The average spectra of the training set displayed in ClinPro tools. (A) Average spectra for disease response group I in the training group. (B) Average spectra for disease progression group I in the training group

Table 2 The 10 differential peaks in serum from Disease response group I and Disease progression group I in the training group

Establishment of a classification model

Three algorithms, GA (optimized by adjusting the number of neighbors for a k-nearest neighbor classification), SNN and QC, were applied for classification model construction using spectral data from the training group that was generated by MALDI-TOF-MS. By comparing the recognition capability and cross-validation of the models, we generated the optimal model-adopted GA algorithm.
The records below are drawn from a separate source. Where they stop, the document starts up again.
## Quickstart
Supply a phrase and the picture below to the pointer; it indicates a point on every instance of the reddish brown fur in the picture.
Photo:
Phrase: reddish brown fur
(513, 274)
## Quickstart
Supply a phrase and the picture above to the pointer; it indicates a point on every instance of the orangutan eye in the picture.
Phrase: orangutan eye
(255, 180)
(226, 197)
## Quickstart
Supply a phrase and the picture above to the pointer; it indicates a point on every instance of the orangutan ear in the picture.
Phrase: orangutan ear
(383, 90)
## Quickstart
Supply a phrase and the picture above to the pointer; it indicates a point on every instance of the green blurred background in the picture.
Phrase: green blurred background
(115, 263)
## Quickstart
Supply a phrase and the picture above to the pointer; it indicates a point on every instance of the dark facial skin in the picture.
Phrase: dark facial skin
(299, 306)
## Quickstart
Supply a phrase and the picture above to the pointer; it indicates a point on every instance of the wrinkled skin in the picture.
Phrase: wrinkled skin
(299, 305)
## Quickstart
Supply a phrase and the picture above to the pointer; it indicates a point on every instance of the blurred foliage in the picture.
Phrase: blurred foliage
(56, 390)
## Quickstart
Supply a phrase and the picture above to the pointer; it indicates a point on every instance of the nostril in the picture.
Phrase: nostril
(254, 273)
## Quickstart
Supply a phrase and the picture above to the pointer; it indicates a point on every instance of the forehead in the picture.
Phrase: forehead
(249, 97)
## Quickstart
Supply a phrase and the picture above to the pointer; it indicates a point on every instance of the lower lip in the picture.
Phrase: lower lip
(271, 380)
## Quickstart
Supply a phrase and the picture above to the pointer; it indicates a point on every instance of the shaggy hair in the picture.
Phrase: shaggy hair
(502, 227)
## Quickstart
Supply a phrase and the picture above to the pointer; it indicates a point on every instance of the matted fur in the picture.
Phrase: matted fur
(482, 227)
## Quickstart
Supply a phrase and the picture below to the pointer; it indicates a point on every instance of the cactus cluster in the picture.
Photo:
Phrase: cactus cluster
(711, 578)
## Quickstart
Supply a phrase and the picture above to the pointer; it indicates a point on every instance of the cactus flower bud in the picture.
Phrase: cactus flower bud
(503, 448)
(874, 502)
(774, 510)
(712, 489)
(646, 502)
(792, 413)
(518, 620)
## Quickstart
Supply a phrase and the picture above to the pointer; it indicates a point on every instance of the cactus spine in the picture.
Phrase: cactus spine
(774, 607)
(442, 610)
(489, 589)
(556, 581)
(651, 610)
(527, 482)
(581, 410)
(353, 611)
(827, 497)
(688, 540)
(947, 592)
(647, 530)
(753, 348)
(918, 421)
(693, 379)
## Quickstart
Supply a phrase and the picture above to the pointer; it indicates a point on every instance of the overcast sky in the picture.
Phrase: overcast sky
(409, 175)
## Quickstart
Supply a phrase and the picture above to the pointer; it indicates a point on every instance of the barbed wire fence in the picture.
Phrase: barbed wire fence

This model was composed of four peptide peaks at m/z 3323.35, 6649.03, 6451.08 and 4283.18 and exhibited the best efficiency in separating samples from Disease response group I and Disease progression group I, with a recognition capability of 99.00% and a cross-validation capability of 87.97% (Table 3; Fig. 2).

Table 3 Results of CPT statistical software for diagnostic model establishment
Fig. 2
figure 2

ClinPro Tools image of the average intensity, in arbitrary units, of four peptides that represent the classifier in disease response group I and disease progression group I. (Red curve: Disease response group I; green curve: Disease progression group I)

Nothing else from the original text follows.